For this degree, you will study soil science, biology, geology, pollution, chemistry, physics, logic and practical math subjects in depth. Upon entering the workforce, you may perform research out in the field and product development in an office environment or laboratory. The majority of your fieldwork will be done independently, with group projects more common in lab and office spaces.
Environmental engineers begin their career at $47,098 a year to eventually reach the senior pay level of $103,771.
Automotive engineers develop the control systems used on modern commercial and personal automobiles. You may design or upgrade components used to power, steer, brake and support these vehicles. Engineers also develop safety components and help create automated piloting systems for self-driving cars. For this career path, you will study automation, mechanics, applied statistics, automotive theory, fuel systems, electronics and ergonomics.

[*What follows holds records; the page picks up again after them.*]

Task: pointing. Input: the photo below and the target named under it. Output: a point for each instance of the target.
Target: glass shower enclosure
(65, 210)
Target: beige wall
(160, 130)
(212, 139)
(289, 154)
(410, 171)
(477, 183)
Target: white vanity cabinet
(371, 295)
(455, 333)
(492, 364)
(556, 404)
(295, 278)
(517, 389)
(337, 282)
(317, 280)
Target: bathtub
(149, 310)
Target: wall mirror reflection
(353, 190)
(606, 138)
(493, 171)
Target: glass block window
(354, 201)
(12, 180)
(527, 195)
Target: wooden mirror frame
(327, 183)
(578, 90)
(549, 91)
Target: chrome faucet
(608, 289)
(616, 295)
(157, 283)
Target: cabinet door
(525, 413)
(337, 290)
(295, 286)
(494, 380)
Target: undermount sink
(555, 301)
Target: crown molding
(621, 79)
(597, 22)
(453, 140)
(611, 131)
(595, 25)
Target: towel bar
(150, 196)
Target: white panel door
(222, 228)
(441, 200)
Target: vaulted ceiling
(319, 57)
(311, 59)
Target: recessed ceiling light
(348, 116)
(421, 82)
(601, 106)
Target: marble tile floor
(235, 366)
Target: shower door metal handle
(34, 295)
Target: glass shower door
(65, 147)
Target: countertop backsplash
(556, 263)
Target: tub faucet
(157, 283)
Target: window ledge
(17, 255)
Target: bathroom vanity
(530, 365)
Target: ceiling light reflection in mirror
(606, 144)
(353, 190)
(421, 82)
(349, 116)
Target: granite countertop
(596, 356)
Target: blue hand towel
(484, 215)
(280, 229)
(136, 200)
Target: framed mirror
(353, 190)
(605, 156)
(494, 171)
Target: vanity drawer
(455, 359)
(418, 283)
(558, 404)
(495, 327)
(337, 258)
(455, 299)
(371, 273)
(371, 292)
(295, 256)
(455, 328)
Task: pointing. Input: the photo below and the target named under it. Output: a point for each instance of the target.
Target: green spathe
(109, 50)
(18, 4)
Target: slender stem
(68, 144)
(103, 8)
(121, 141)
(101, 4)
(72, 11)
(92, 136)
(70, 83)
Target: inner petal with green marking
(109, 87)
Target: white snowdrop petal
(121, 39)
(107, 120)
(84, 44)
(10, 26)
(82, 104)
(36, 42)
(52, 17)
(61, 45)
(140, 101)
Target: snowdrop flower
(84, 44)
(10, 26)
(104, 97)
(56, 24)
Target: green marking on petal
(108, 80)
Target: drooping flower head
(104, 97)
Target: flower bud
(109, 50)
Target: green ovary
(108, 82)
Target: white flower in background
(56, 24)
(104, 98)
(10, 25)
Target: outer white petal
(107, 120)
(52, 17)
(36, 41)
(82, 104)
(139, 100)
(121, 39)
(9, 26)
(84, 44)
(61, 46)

You will work in a lab environment throughout most of your career. You may also head out onto the test track to see your creations perform in a real world environment. Most vehicles are designed as a team from start to finish.
As an automotive engineer, you can expect to start at a yearly salary of $40,760 and continually work toward the $102,637 maximum.
Biomedical engineers work on improving equipment used to diagnose, treat and care for people and animals in need of health interventions. In this field, you will use a strong knowledge of biological processes and mechanical or electrical systems to develop new approaches to providing care. While studying the biomedical field, you will take many courses exploring organic chemistry, physics, molecules, cell anatomy, programming and social sciences.
You may work for private hospitals, public research labs or government entities after training for this engineering specialization. You will likely spend the bulk of your time developing and testing theories that lead to patient care improvements.
Starting pay for the biomedical engineering field sits around $60,021 while senior professionals enjoy an annual salary of $99,373.
The robotic engineering field currently focuses on developing systems that automate production and service environments. The goal is to develop robotic systems that improve workplace safety and productivity levels without excessively increasing overhead costs. To learn in depth knowledge about the field of robotics, you will take courses concerning electronics, mechanical systems, applied mathematics, logic, programming and motion planning.
As a robotics engineer, you can work on consumer products, industrial applications or private projects, depending on your career focus. You may work on a specific robotic function or oversee the development of the entire device. Either way, most robotic development work is performed in large team environments.
Robotic engineers can make a starting salary of $50,624, which goes all the way up to an annual wage of $100,777.